Wednesday, September 12, 2007

பாகிஸ்தான் இஸ்லாமிய பயங்கரவாதம் 15 வயது சிறுவன் தற்கொலையில் 17 பேர் பலி


மினிபஸ்ஸில் பயணம் செய்துகொண்டிருந்த பயணிகள் நடுவே ஒரு 15 வயது சிறுவன் வெடித்ததில் 17 பேர் மரணமடைந்தனர். ஏராளமானோர் காயமடைந்தனர்.

17 killed in latest Pakistan suicide attack
21 hours ago


PESHAWAR, Pakistan (AFP) — A suicide bomber killed 17 people in northwest Pakistan as police tried to arrest him Tuesday, the latest attack in a wave of violence that is piling pressure on President Pervez Musharraf.

The attacker blew himself up inside a minibus in Dera Ismail Khan, a remote town close to Pakistan's troubled tribal areas -- where the US says Al-Qaeda and the Taliban have been regrouping since the 9/11 attacks exactly six years ago.

Pakistan has suffered a string of bombings since security forces raided the Al-Qaeda-linked Red Mosque in Islamabad in July, adding to the woes facing Musharraf, a key US ally, as he clings to power ahead of upcoming elections.

"It was a suicide attack. Police started chasing him because he was acting suspiciously and he jumped into a minibus before blowing himself up," police chief Mohammad Khaliq told AFP.

"The policemen following him said he looked to be about 15 or 16 years old."

The 17 dead included a policeman, a paramilitary soldier and 15 civilians, one of whom was a woman, he said. Another 16 were injured including four police officials.

Body parts were scattered around the area and the minibus was completely destroyed by the blast, police officer Abdul Hai said from the scene of the attack. Television footage showed pools of blood on the ground.

Police said they believed the bomber was trying to target government or security force officials in the town but blew himself up when he was detected.

The attack came hours after a bomb detonated by pro-Taliban militants damaged a rock engraved with images of Buddha in another part of northwest Pakistan that attracts thousands of tourists yearly, police said.

The incident recalled the internationally condemned destruction of the huge Bamiyan Buddhas in neighbouring Afghanistan by the hardline Taliban regime in 2001 before they were ousted by US-led forces.

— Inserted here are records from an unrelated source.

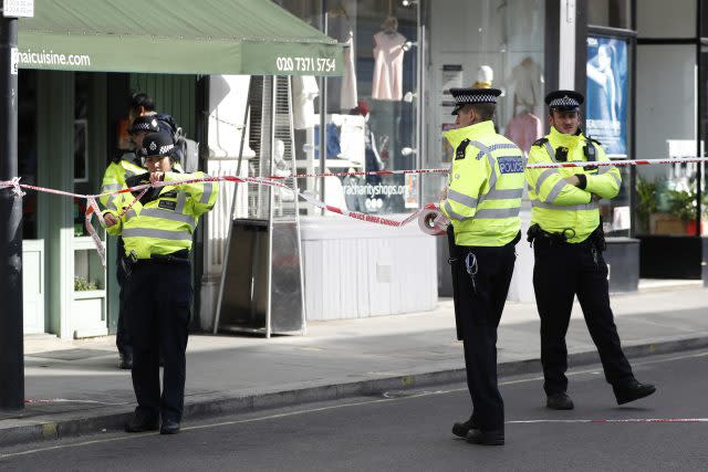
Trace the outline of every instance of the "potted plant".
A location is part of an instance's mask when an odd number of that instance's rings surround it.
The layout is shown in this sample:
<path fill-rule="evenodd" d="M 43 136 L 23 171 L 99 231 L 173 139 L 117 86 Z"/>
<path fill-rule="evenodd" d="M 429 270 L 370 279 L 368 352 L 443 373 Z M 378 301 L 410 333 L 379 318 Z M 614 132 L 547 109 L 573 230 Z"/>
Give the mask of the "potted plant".
<path fill-rule="evenodd" d="M 656 213 L 656 181 L 637 176 L 637 222 L 641 233 L 649 232 L 649 218 Z"/>
<path fill-rule="evenodd" d="M 698 211 L 698 196 L 694 190 L 667 190 L 669 210 L 685 225 L 685 233 L 688 235 L 696 234 L 696 216 Z M 706 204 L 708 199 L 704 198 L 702 210 L 706 214 Z M 702 218 L 701 218 L 702 220 Z M 701 221 L 702 232 L 702 221 Z"/>

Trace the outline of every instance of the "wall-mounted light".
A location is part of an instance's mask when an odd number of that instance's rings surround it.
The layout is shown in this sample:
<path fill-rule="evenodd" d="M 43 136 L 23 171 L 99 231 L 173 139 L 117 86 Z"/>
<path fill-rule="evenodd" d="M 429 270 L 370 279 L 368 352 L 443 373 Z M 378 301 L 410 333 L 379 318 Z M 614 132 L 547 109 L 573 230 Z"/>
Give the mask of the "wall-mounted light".
<path fill-rule="evenodd" d="M 404 50 L 404 51 L 406 51 L 406 52 L 408 52 L 408 51 L 410 51 L 410 48 L 413 48 L 413 46 L 416 46 L 416 48 L 417 48 L 417 46 L 418 46 L 418 43 L 417 43 L 417 42 L 415 42 L 415 41 L 406 41 L 406 42 L 403 44 L 403 50 Z"/>
<path fill-rule="evenodd" d="M 406 92 L 406 94 L 403 96 L 403 101 L 406 103 L 413 103 L 413 101 L 418 96 L 417 93 L 415 92 Z"/>

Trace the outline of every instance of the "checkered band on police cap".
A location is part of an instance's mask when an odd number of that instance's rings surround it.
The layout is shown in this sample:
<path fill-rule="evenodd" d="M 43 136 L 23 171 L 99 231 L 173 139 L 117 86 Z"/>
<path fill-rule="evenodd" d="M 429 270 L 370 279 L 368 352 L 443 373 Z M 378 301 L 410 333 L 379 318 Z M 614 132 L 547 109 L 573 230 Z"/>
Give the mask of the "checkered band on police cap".
<path fill-rule="evenodd" d="M 460 106 L 475 103 L 497 103 L 501 91 L 498 88 L 450 88 L 450 94 L 455 98 L 455 105 Z"/>
<path fill-rule="evenodd" d="M 152 116 L 138 116 L 133 120 L 129 133 L 157 133 L 159 132 L 159 124 L 157 118 Z"/>
<path fill-rule="evenodd" d="M 143 139 L 140 156 L 169 156 L 174 148 L 175 143 L 168 133 L 150 133 Z"/>
<path fill-rule="evenodd" d="M 551 101 L 550 106 L 566 106 L 566 107 L 572 107 L 572 106 L 580 106 L 580 103 L 577 103 L 576 99 L 571 98 L 569 96 L 564 96 L 561 98 L 555 98 L 553 101 Z"/>
<path fill-rule="evenodd" d="M 559 109 L 576 109 L 584 101 L 583 94 L 575 91 L 554 91 L 545 97 L 545 103 L 551 108 Z"/>

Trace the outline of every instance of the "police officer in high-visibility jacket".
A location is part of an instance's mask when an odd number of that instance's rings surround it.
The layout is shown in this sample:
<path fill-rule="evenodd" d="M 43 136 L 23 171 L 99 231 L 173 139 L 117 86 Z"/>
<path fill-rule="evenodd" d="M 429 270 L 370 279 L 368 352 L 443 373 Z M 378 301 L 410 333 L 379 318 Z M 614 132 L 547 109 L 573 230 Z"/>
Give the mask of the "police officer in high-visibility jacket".
<path fill-rule="evenodd" d="M 545 97 L 551 133 L 531 147 L 529 164 L 608 160 L 601 144 L 581 132 L 583 101 L 573 91 Z M 605 240 L 597 201 L 618 193 L 620 170 L 613 166 L 527 169 L 525 177 L 532 204 L 529 241 L 535 255 L 533 289 L 541 317 L 546 407 L 573 409 L 566 394 L 565 333 L 575 295 L 617 403 L 652 395 L 656 388 L 635 379 L 622 352 L 602 255 Z"/>
<path fill-rule="evenodd" d="M 158 122 L 153 116 L 140 116 L 133 120 L 128 133 L 131 140 L 136 149 L 139 149 L 143 145 L 143 138 L 148 133 L 156 133 L 159 130 Z M 145 168 L 142 167 L 140 160 L 135 153 L 125 153 L 121 157 L 116 157 L 106 168 L 103 175 L 103 181 L 101 182 L 101 193 L 110 191 L 121 190 L 125 186 L 125 179 L 128 177 L 137 176 L 145 172 Z M 129 195 L 119 193 L 104 196 L 100 199 L 101 204 L 110 210 L 121 211 L 125 204 L 129 204 L 133 198 Z M 118 348 L 121 360 L 118 367 L 122 369 L 133 368 L 133 344 L 131 342 L 131 335 L 126 325 L 125 315 L 125 272 L 123 271 L 123 239 L 118 238 L 117 241 L 117 263 L 116 263 L 116 279 L 118 281 L 118 324 L 115 336 L 115 344 Z"/>
<path fill-rule="evenodd" d="M 496 88 L 451 88 L 457 129 L 446 199 L 455 245 L 452 276 L 458 338 L 464 342 L 472 415 L 452 433 L 478 444 L 504 443 L 503 400 L 497 386 L 497 327 L 507 300 L 514 245 L 520 239 L 523 155 L 494 132 Z"/>
<path fill-rule="evenodd" d="M 140 156 L 148 172 L 126 185 L 173 182 L 205 177 L 174 172 L 175 143 L 168 133 L 152 133 Z M 137 408 L 128 432 L 179 431 L 185 395 L 185 350 L 192 297 L 189 250 L 198 219 L 214 208 L 218 182 L 155 187 L 122 218 L 106 213 L 108 233 L 122 234 L 128 274 L 128 328 L 133 338 L 133 387 Z M 137 191 L 135 192 L 137 195 Z M 159 352 L 164 355 L 160 398 Z"/>

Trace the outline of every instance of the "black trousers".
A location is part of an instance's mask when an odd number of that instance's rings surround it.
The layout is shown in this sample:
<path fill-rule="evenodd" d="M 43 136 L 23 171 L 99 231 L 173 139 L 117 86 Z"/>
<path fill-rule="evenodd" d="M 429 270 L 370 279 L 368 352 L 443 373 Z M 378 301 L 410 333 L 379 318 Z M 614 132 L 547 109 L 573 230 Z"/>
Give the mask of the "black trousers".
<path fill-rule="evenodd" d="M 452 249 L 452 248 L 451 248 Z M 482 431 L 503 431 L 504 403 L 497 386 L 497 327 L 507 302 L 517 259 L 514 244 L 455 247 L 452 277 L 457 277 L 455 310 L 462 336 L 472 421 Z M 473 254 L 477 274 L 468 274 L 465 259 Z"/>
<path fill-rule="evenodd" d="M 128 279 L 133 388 L 142 418 L 181 420 L 192 287 L 188 263 L 142 262 Z M 159 353 L 164 356 L 163 392 Z"/>
<path fill-rule="evenodd" d="M 605 379 L 612 385 L 632 380 L 632 367 L 622 352 L 610 307 L 607 264 L 602 252 L 590 242 L 569 244 L 542 238 L 534 240 L 533 249 L 533 290 L 541 316 L 541 363 L 546 395 L 568 389 L 565 333 L 575 295 L 597 347 Z"/>
<path fill-rule="evenodd" d="M 133 356 L 133 346 L 131 343 L 131 333 L 127 326 L 127 314 L 125 298 L 127 297 L 127 277 L 123 270 L 123 258 L 125 256 L 125 248 L 123 245 L 123 238 L 118 238 L 118 255 L 116 258 L 116 279 L 118 280 L 118 326 L 115 334 L 115 345 L 118 348 L 118 353 L 124 356 Z"/>

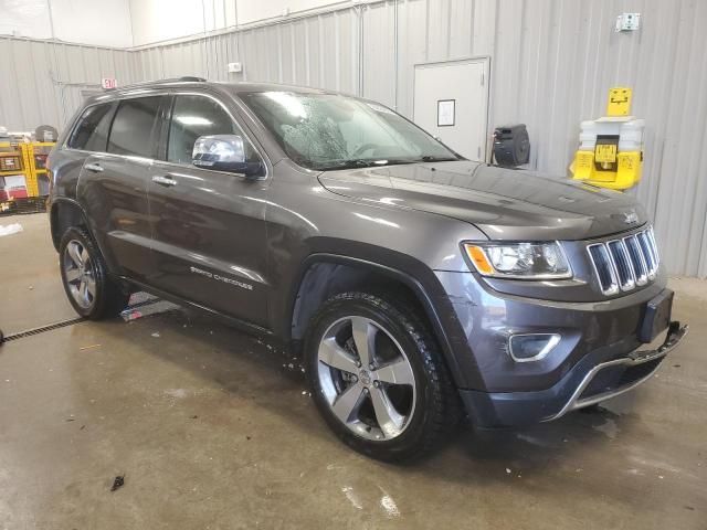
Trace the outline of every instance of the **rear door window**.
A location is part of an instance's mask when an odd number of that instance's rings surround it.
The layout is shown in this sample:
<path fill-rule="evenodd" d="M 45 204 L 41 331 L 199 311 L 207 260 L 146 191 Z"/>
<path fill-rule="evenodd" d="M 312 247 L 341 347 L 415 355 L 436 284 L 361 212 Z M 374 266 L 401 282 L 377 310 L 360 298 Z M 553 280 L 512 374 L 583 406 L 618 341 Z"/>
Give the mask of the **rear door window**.
<path fill-rule="evenodd" d="M 113 104 L 94 105 L 84 110 L 78 125 L 68 139 L 68 147 L 85 151 L 104 152 L 113 116 Z"/>
<path fill-rule="evenodd" d="M 191 165 L 197 139 L 211 135 L 240 135 L 244 139 L 246 160 L 260 159 L 241 128 L 218 102 L 205 96 L 178 95 L 169 125 L 167 161 Z"/>
<path fill-rule="evenodd" d="M 154 158 L 160 102 L 161 96 L 122 100 L 110 127 L 108 152 Z"/>

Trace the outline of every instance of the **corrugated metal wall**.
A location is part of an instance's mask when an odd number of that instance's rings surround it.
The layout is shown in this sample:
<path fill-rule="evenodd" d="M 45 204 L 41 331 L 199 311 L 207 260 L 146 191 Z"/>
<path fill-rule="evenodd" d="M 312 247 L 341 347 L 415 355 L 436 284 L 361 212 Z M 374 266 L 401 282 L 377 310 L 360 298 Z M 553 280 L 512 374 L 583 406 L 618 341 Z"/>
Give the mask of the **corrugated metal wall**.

Shrapnel from the blast in the town of Malam Jabba in Pakistan's Swat district hit the rock but did not damage the Buddhist images.

In a separate incident, also in Swat, suspected militants late Tuesday shot dead the chief police officer of a local station as he sat inside his car, police said.

Swat is a stronghold of a radical Islamic group with links to Afghanistan's Taliban, and has seen several deadly attacks in recent weeks.

Nearly 250 people have died in extremist attacks since July's Red Mosque crisis, most of which have been suicide bombings. A further 250 militants have been killed in clashes since the mosque standoff, the army says.

Around 30 people were killed a week ago when two suicide bombers blew themselves up in the garrison city of Rawalpindi, ripping through a military bus and a market near the Pakistani army's headquarters.

Musharraf has been under mounting pressure to tackle Al-Qaeda and Taliban militants, who US officials allege have based themselves in the tribal areas along the Afghan border since fleeing there after the events of 9/11.

But the military ruler's mind is also on a swelling political crisis ahead of elections in coming months.

Pakistani authorities on Monday deported former prime minister Nawaz Sharif, the man Musharraf ousted in 1999, to Saudi Arabia within hours of his return home from seven years in exile.